Pandemi sürecinde getirilen kısıtlama ile atık kâğıt işi yapamadığını ve ailesini geçindirmede zorluk yaşadığını belirten Süleyman Yıldız ise, kısıtlamada adaletsizlik yaşandığını söylüyor. Zenginlere ceza kesilmediğini ancak iş için sokağa çıkmak zorunda kalan vatandaşa ceza kesildiğini söyleyen Yıldız, sözlerine şöyle devam ediyor:

“Ben şu an el arabası ile işe çıksam polis hemen bana maskesizlikten, sokağa çıkma yasağından, kısıtlamaya uymadığından veryansın yapacak. Peki, bu cezayı kim ödeyecek? Nasıl kazanacağım da nasıl ödeyeceğim bu cezayı? Ben işe çıkmazsam çoluk çocuğuma ekmek getirmezsem kim bana 5 kuruş para verecek? Kimsenin de maaşı yok. Kimseye bir yardımı yok devletin. 17 gün yasak koydular bu süre boyunca kime bakacak? Evimden dışarı çıkmıyorum.”

‘KAPININ ÖNÜNE ÇIKAN ÇOCUĞA MASKE CEZASI YAZDILAR, ADALET BUNUN NERESİNDE?’

“Geçen gün çocuk dışarı çıktı, maskesizlikten 900 lira ceza yazdılar. Kapısının önünde olduğu yerde. Bunun nerede adaleti var? Soruyorum size bunun adaleti var mı? Biz anlamadık bu işi. En sonunda kavga dövüş çıkacak. Burada 100 tane hane var bu 100 aile ne yapacak? Bir gelirim kazancım olmazsa elimdeki bittikten sonra ben ne yiyeceğim?”

‘EVLERİMİZİ DE YIKACAKLAR…’

Fatma Gezen de geçim sıkıntısı çektiğini söyleyerek, “Şimdi ne yapacağız bu 17 gün boyunca ne yapacağız?” diye soruyor.
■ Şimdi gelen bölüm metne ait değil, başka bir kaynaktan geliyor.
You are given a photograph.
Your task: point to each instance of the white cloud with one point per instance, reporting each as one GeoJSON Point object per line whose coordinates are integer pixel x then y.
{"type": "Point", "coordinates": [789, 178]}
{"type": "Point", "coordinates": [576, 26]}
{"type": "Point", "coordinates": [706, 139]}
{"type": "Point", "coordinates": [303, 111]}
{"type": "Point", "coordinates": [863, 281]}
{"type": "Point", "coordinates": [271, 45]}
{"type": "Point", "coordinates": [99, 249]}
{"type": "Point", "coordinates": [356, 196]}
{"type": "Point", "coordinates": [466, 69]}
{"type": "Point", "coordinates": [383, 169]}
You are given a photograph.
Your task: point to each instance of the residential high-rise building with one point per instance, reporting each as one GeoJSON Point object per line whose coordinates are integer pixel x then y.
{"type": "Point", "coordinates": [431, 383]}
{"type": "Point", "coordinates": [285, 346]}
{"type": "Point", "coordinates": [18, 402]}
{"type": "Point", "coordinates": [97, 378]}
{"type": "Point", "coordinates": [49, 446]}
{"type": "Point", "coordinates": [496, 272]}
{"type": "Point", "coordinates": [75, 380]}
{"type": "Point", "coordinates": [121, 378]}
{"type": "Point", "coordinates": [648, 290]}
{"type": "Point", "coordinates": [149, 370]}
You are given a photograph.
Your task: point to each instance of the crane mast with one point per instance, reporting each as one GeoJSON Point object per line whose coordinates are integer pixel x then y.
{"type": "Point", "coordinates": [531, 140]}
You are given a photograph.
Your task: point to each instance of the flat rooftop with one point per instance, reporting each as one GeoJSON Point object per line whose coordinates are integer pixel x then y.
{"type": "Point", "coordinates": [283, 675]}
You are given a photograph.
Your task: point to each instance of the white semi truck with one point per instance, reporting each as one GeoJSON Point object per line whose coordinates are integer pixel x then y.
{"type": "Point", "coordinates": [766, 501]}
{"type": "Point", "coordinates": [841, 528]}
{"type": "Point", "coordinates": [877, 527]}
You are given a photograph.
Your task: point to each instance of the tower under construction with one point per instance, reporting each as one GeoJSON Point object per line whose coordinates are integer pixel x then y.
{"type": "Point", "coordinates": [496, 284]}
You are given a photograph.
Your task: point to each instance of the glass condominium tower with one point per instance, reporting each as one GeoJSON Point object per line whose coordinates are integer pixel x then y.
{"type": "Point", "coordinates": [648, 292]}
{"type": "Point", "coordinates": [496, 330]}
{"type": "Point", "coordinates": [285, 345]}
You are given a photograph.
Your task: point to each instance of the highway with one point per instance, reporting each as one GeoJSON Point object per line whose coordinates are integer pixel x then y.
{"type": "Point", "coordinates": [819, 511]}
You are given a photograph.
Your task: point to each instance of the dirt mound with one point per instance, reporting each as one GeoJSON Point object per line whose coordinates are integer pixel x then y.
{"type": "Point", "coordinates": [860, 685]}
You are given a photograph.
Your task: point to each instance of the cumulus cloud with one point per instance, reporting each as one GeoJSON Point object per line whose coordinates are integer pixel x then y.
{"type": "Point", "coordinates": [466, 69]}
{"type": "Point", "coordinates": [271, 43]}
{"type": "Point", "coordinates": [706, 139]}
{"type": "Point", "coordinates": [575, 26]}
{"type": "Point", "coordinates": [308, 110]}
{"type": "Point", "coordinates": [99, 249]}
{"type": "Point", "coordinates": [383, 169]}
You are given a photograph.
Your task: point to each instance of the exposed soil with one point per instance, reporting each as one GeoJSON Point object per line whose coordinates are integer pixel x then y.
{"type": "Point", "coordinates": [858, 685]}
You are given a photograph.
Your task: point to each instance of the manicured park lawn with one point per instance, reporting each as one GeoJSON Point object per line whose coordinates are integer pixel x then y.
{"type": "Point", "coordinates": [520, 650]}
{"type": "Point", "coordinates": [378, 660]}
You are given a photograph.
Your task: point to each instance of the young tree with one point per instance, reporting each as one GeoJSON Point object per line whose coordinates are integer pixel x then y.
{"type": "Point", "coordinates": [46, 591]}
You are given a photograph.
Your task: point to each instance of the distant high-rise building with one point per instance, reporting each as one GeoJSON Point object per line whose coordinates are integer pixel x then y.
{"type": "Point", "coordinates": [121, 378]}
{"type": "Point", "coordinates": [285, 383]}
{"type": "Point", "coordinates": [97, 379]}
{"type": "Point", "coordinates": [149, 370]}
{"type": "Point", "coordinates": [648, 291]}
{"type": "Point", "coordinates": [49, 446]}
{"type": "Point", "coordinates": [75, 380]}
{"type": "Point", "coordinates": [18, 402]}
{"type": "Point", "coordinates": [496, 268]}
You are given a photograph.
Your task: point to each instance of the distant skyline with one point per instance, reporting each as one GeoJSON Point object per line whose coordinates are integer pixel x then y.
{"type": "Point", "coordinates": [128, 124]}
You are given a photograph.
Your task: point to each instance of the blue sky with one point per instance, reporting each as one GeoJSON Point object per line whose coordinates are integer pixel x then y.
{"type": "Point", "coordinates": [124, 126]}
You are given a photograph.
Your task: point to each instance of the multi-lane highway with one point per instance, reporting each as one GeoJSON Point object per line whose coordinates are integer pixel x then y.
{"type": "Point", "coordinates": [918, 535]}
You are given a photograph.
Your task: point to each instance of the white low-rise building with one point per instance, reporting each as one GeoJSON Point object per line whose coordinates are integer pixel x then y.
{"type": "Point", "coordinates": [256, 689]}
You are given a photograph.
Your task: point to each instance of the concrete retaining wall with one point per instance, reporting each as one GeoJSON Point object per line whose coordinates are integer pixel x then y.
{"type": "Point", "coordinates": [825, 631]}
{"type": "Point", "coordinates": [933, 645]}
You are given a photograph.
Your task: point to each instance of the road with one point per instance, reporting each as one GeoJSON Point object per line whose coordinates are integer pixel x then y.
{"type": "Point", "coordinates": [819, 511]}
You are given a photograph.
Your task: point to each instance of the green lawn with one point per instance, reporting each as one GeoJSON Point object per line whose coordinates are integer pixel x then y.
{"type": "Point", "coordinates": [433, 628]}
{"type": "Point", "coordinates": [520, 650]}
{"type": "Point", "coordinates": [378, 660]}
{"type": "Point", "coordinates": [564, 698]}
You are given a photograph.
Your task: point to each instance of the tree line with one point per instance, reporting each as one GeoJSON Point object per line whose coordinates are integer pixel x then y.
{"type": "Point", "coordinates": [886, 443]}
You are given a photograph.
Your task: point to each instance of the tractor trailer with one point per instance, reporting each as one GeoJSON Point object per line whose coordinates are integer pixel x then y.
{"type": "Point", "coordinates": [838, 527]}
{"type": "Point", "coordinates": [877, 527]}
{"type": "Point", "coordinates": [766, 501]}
Belediye tarafından dağıtılan yardım kolisinin kendilerine verilmediğini söyleyen Gezen, “Sebze satan marketlerin önüne bırakılan poşetleri getiriyoruz. Gidip paramızla sebze alamıyoruz, gücümüz yetmiyor. Pazarda domatesin kilosu 8 lira olmuş. Ben nasıl alacağım. 5 liralık biber alsan kime yetecek? Zaten Haziran ayında evlerimizi de yıkacaklar, nereye gideceğimizi biz de bilmiyoruz. Bu kadar çocukla ne yapacağız? Ankara’da açlık yok diyorlar. Gelsinler halimize baksınlar. Dün marketin önünde durdum, atılacak ezilmiş sebzeleri getirdim. Ne yapayım, çocuklarım aç mı kalsın? Gerçekten biz mağduruz yani” dedi.

‘ERDOĞAN’DIR, ZENGİNDİR, ‘MAĞDUR YOK’ DİYORLAR AMA ÇEVRELERİNE BAKSALAR…’
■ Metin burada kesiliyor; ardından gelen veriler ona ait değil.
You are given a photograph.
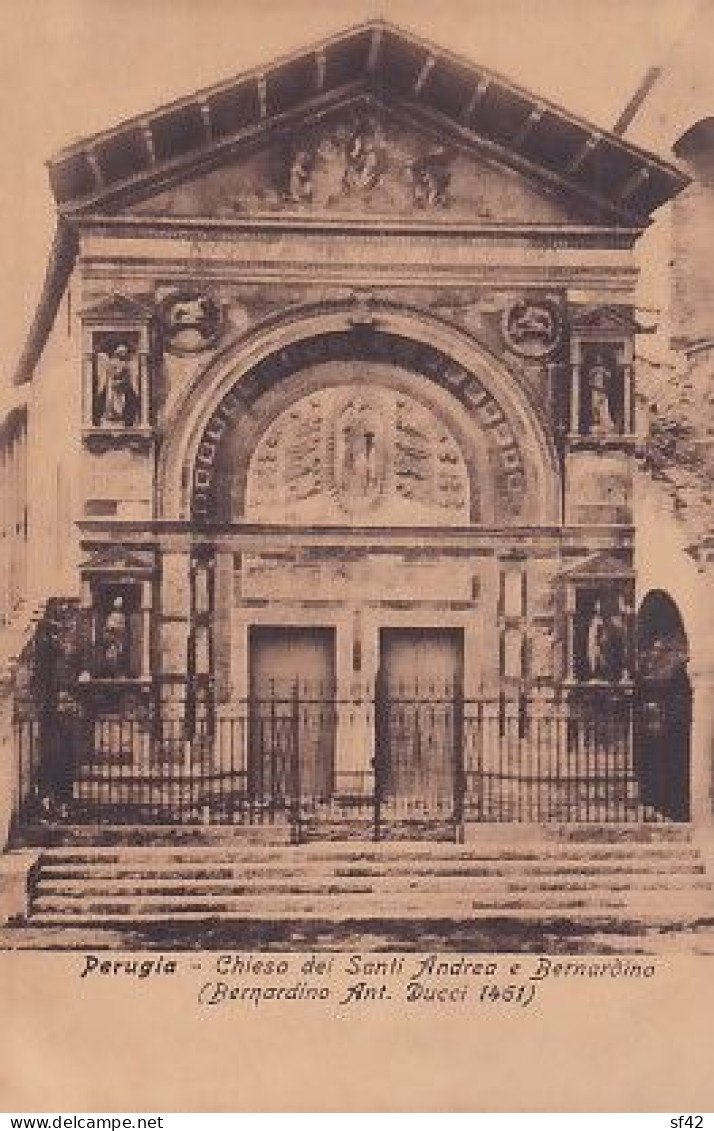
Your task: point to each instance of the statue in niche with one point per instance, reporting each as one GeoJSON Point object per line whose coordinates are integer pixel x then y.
{"type": "Point", "coordinates": [300, 177]}
{"type": "Point", "coordinates": [431, 178]}
{"type": "Point", "coordinates": [114, 641]}
{"type": "Point", "coordinates": [605, 644]}
{"type": "Point", "coordinates": [117, 398]}
{"type": "Point", "coordinates": [599, 386]}
{"type": "Point", "coordinates": [364, 158]}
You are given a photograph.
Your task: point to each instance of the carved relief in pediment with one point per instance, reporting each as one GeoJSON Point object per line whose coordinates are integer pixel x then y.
{"type": "Point", "coordinates": [362, 161]}
{"type": "Point", "coordinates": [343, 455]}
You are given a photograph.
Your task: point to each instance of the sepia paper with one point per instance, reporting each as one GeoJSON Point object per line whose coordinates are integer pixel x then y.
{"type": "Point", "coordinates": [432, 1012]}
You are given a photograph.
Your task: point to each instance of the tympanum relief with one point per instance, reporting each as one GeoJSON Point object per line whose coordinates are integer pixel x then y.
{"type": "Point", "coordinates": [349, 455]}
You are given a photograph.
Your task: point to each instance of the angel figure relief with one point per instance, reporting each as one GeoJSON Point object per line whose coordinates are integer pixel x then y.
{"type": "Point", "coordinates": [117, 399]}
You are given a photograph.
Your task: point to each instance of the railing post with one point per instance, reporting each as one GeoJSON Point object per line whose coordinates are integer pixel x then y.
{"type": "Point", "coordinates": [459, 778]}
{"type": "Point", "coordinates": [381, 723]}
{"type": "Point", "coordinates": [295, 800]}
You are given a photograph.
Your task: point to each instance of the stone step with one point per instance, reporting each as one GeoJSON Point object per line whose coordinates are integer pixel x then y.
{"type": "Point", "coordinates": [277, 832]}
{"type": "Point", "coordinates": [377, 872]}
{"type": "Point", "coordinates": [308, 855]}
{"type": "Point", "coordinates": [337, 886]}
{"type": "Point", "coordinates": [360, 907]}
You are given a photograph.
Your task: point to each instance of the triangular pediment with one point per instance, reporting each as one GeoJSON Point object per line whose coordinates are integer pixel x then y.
{"type": "Point", "coordinates": [118, 560]}
{"type": "Point", "coordinates": [367, 160]}
{"type": "Point", "coordinates": [602, 567]}
{"type": "Point", "coordinates": [277, 139]}
{"type": "Point", "coordinates": [608, 319]}
{"type": "Point", "coordinates": [118, 309]}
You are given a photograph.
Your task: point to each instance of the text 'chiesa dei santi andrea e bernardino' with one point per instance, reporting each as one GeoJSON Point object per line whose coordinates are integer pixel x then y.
{"type": "Point", "coordinates": [328, 472]}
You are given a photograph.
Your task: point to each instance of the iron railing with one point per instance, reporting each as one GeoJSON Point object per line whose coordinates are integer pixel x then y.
{"type": "Point", "coordinates": [302, 759]}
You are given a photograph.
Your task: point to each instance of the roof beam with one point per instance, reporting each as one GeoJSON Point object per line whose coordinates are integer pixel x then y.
{"type": "Point", "coordinates": [428, 66]}
{"type": "Point", "coordinates": [148, 140]}
{"type": "Point", "coordinates": [528, 126]}
{"type": "Point", "coordinates": [263, 95]}
{"type": "Point", "coordinates": [634, 182]}
{"type": "Point", "coordinates": [204, 105]}
{"type": "Point", "coordinates": [320, 70]}
{"type": "Point", "coordinates": [375, 48]}
{"type": "Point", "coordinates": [475, 97]}
{"type": "Point", "coordinates": [584, 152]}
{"type": "Point", "coordinates": [93, 162]}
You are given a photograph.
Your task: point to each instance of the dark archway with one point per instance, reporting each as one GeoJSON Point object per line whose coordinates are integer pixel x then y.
{"type": "Point", "coordinates": [663, 716]}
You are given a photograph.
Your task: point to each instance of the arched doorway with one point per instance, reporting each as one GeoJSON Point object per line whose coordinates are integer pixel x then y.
{"type": "Point", "coordinates": [663, 716]}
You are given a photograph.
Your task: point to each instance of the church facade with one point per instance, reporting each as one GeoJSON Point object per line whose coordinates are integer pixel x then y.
{"type": "Point", "coordinates": [343, 353]}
“Nedir? Tayyip Erdoğan’dır, işte zenginlerdir ‘mağdur yok’ diyorlar” ifadelerini kullanan Gezen şunu ekledi: “Çevresine baksalar fakirleri görürler. Ankara’nın en bilinen yerlerinden biridir Dikmen. Görüyorlar, biliyorlar” dedi.

‘SOĞAN PATATES DAĞITILDIĞINDA MİLLET BİRBİRİNİ YEDİ, İNSANLAR AÇ ÇÜNKÜ’
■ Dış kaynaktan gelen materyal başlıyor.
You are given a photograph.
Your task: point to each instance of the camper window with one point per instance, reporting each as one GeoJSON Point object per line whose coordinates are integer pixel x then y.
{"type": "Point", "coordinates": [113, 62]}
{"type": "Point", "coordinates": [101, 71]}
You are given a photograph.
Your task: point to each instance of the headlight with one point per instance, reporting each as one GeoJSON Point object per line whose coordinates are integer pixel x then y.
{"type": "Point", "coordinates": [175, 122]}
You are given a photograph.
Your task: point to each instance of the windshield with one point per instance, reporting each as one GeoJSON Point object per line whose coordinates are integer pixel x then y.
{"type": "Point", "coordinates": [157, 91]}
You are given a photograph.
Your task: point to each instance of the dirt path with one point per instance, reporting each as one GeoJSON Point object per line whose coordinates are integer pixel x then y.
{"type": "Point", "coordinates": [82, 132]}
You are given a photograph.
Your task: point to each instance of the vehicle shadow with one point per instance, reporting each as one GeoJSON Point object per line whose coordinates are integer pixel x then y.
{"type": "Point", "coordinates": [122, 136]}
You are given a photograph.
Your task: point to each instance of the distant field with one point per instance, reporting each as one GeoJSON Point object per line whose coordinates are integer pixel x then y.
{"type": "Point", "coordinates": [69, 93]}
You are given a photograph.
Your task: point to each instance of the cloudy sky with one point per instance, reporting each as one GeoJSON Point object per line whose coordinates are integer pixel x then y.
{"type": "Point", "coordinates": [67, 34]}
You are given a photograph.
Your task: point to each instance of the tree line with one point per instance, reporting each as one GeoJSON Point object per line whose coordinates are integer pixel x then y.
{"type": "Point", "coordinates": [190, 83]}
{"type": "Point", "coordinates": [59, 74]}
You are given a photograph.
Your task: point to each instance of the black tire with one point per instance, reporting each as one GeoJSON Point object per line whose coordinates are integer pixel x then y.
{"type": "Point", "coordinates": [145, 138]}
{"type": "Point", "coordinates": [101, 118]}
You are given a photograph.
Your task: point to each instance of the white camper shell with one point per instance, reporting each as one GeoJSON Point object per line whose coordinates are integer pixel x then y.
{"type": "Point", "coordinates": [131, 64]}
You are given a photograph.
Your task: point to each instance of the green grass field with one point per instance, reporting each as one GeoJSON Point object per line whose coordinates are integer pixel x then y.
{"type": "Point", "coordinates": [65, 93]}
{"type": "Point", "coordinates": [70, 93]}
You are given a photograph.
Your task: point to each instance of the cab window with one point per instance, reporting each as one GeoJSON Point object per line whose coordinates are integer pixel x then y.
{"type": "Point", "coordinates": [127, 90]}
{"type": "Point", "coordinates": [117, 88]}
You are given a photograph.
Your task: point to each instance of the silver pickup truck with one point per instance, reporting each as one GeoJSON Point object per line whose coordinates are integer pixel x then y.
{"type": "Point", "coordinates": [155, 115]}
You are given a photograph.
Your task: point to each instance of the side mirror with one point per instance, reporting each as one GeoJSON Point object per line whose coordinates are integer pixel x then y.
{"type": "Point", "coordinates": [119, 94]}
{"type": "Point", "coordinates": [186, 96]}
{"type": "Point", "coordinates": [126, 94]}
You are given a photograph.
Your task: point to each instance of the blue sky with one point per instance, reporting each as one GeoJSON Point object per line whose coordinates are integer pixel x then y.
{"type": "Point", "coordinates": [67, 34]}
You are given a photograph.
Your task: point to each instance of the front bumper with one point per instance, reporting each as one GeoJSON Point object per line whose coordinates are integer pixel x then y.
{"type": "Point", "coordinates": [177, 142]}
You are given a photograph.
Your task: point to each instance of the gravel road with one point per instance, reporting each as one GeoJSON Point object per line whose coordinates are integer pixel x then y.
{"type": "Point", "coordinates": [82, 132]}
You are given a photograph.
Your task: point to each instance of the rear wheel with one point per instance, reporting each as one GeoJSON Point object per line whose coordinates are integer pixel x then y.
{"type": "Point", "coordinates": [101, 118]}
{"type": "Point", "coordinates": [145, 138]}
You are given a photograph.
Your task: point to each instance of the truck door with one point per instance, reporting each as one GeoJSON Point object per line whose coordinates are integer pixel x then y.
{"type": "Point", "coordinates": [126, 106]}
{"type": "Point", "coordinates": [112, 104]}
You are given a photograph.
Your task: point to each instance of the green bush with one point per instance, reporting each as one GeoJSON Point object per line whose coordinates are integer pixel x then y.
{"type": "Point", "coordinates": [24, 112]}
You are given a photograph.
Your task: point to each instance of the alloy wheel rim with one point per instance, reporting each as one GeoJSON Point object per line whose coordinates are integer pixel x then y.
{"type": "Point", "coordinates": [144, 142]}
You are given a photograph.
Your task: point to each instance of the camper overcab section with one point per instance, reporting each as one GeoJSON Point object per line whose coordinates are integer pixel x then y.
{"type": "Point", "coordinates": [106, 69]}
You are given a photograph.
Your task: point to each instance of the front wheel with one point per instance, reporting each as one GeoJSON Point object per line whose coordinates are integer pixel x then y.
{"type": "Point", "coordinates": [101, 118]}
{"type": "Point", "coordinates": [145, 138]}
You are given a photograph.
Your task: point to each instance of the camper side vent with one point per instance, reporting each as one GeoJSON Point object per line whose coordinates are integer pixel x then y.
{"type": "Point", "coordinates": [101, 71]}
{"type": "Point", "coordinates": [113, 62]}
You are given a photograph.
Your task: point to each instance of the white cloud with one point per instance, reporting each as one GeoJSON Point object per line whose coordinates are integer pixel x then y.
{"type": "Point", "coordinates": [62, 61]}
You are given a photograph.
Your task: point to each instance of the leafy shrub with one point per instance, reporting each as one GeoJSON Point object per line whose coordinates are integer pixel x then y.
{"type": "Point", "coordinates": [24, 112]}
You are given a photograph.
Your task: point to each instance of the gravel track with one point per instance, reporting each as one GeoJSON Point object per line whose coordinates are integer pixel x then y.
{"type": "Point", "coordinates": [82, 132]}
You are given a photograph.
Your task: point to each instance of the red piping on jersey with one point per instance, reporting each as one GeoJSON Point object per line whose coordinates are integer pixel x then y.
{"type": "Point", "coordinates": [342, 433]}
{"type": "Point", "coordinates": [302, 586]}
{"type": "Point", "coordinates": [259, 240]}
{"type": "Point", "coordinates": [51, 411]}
70 yaşındaki Sedat Korkmaz ise pandemi sürecinden evinden çıkamadıklarını belirterek, ekonominin daha da kötüye gittiğini belirtiyor. Korkmaz belediye tarafından gelen yardım esnasında insanların izdiham yaşandığını belirterek, “Soğan patates dağıtıldığında millet birbirini yedi. İnsanlar aç çünkü.  Dışarı çıkamıyorlar markete gidemiyorlar. Ne olacak bilmiyorum. Ben 70 yaşındayım nasıl gidip de işimi yapacağım? Evlerimizi Haziran ayında yıkacaklar. Ben gidip dilekçe vermedim diye 32 bin lira ceza geldi. Ben bu cezayı nereden ödeyeceğim. Ben emekli adamım, nasıl ödeyeceğim, ne yapacağım? Ben evden çıkamıyorum bu cezayı nasıl ödeyeceğim. Valla sonumuz ne olacak onu da bilmiyorum” şeklinde ifade ediyor yaşadıklarını.